The program, referred to as "cross check" or "XCheck," shields millions of elite users from rules that Facebook claims to apply equally at the social network, according to a report citing internal documents.
Facebook spokesman Andy Stone in a series of tweets defended the program, but noted the social media giant is aware its enforcement of rules is "not perfect."
"There aren't two systems of justice; it's an attempted safeguard against mistakes," Stone tweeted in response to the Journal report.
"We know our enforcement is not perfect and there are tradeoffs between speed and accuracy."
The article cites examples of posts from high-profile people, including one from soccer star Neymar showing nude images of a woman who accused him of rape and that Facebook subsequently removed.
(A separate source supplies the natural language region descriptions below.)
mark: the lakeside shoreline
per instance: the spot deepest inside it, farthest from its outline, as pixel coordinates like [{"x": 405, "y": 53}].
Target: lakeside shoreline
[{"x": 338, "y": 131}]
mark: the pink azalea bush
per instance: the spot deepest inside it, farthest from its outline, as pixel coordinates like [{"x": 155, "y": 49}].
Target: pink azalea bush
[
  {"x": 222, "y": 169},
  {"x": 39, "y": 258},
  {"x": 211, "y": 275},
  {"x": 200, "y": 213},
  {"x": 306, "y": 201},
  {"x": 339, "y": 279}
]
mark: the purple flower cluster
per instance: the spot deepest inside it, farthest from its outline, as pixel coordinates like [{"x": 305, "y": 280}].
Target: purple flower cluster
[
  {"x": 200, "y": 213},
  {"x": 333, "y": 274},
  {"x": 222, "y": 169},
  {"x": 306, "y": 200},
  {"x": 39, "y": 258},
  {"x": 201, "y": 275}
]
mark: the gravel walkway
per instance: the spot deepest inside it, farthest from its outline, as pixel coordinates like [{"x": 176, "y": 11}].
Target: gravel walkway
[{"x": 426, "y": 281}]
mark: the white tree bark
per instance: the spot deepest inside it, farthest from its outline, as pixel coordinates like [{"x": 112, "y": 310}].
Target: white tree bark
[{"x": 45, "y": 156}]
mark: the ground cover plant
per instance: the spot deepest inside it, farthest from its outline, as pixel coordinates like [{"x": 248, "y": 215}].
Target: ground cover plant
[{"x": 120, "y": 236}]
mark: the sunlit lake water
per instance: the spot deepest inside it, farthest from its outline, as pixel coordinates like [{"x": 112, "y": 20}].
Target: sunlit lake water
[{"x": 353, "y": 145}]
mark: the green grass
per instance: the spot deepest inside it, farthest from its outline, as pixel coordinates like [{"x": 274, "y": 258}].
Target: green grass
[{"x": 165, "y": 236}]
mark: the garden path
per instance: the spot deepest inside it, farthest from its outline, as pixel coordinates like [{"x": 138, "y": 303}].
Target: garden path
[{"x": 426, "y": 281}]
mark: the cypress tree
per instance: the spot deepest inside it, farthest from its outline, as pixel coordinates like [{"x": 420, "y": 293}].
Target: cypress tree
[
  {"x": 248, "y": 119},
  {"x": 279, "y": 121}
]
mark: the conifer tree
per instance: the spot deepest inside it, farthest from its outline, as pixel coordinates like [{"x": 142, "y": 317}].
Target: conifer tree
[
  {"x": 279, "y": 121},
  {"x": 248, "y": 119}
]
A double-standard regarding content moderation would defy assurances Facebook gave to an independent board set up as a final arbiter of disputes regarding what is allowed to be posted at the leading social network.
"The Oversight Board has expressed on multiple occasions its concern about the lack of transparency in Facebook's content moderation processes, especially relating to the company’s inconsistent management of high-profile accounts," board spokesman John Taylor said in response to an AFP inquiry.
The Journal article reports that some users are "white-listed," given protection from enforcement actions, while in other cases reviews of potentially problematic content simply fail to take place.
"White-listed" accounts have shared claims that Hillary Clinton had covered up "pedophile rings," and that then-President Donald Trump had called all refugees seeking asylum "animals," according to the Journal.
XCheck grew to include at least 5.8 million users in 2020, the report indicated.